A few forces combined to render Shomen unnecessary:

  1. YARD won the Ruby docs war. RDoc moved to maintenance mode and YARD produced HTML that was good enough for most projects.
  2. rubydoc.info already solved the hosted-docs problem centrally, with no per-project ceremony.
  3. Nobody actually wanted theme pluggability. The "pick your doc theme" value proposition sounded nice in principle but there was no real user demand — the default was usually fine.
  4. The viewer layer aged out. The three viewers were built on 2011-era jQuery plugins (jQote2, quicksearch, old highlight.js, jQuery Templates) which are now defunct. Reviving any of them effectively requires a rewrite.

What Still Holds Up

The core idea — a standardized, structured, language-agnostic intermediate documentation format — is arguably more relevant today than it was in 2011. The reason is LLMs and AI tooling.

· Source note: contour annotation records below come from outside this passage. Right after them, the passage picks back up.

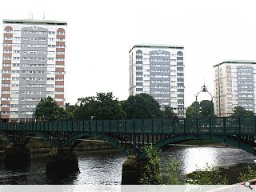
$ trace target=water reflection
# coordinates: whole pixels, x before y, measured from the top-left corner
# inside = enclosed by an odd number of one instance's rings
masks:
[[[174,146],[163,153],[162,165],[170,158],[178,161],[182,174],[194,171],[197,168],[210,166],[230,166],[240,162],[254,163],[255,156],[240,149],[225,147]]]
[[[254,162],[255,157],[242,150],[197,146],[174,146],[162,156],[162,166],[172,158],[181,164],[182,174],[195,170],[196,166],[230,166]],[[9,169],[0,162],[0,184],[23,185],[115,185],[121,184],[122,166],[126,159],[119,152],[87,153],[78,156],[80,173],[68,175],[47,175],[45,159],[33,159],[26,169]]]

When AI systems need to understand a library, they typically either scrape human-readable HTML documentation (fragile) or re-parse source code (expensive). A canonical JSON representation of "every class, module, method, and doc comment in this library" would let any AI tool ingest any library's documentation in a uniform way — the same egalitarian, machine-friendly, no-gatekeeping property that microformats tried to give the web.

Some things in the neighborhood today:

  • LSP (Language Server Protocol) — cross-language, but editor-focused, server-based, and not aimed at producing standalone doc sites.
  • Rustdoc JSON output (rustdoc --output-format json) — Rust-only but exactly the Shomen pattern: a structured intermediate format designed for downstream tool consumption.
  • Doxygen XML — language-agnostic, predates this whole conversation, but old and awkward and not widely consumed by modern tooling.
  • Ad-hoc AI-docs formats being built by projects like Context7 — reinventing the wheel per-tool because no standard exists.

The Multi-Language Version (Road Not Taken)

A Ruby-only documentation model is niche and duplicates YARD. The interesting version is a multi-language one: a single JSON schema that any language's doc generator could produce, and any viewer or AI tool could consume.

The historical objection was that writing parsers for N languages is prohibitively expensive. In 2025 that objection is much weaker: LLMs can bootstrap reasonable parsers for a dozen mainstream languages quickly, and once the schema is stable, language communities could ship their own generators as part of their standard doc tooling. GitHub could even produce these automatically on opt-in, the way it already renders READMEs and runs security scans.

There is still no real standard in this space. If someone ever wants to build one, the Shomen model is a reasonable starting point for thinking about the schema.

Copyrights

Copyright (c) 2010–2015 Rubyworks

Distributed under the terms of the BSD-2-Clause license. See LICENSE.txt for details. Individual subprojects retain their own LICENSE / COPYING files where applicable.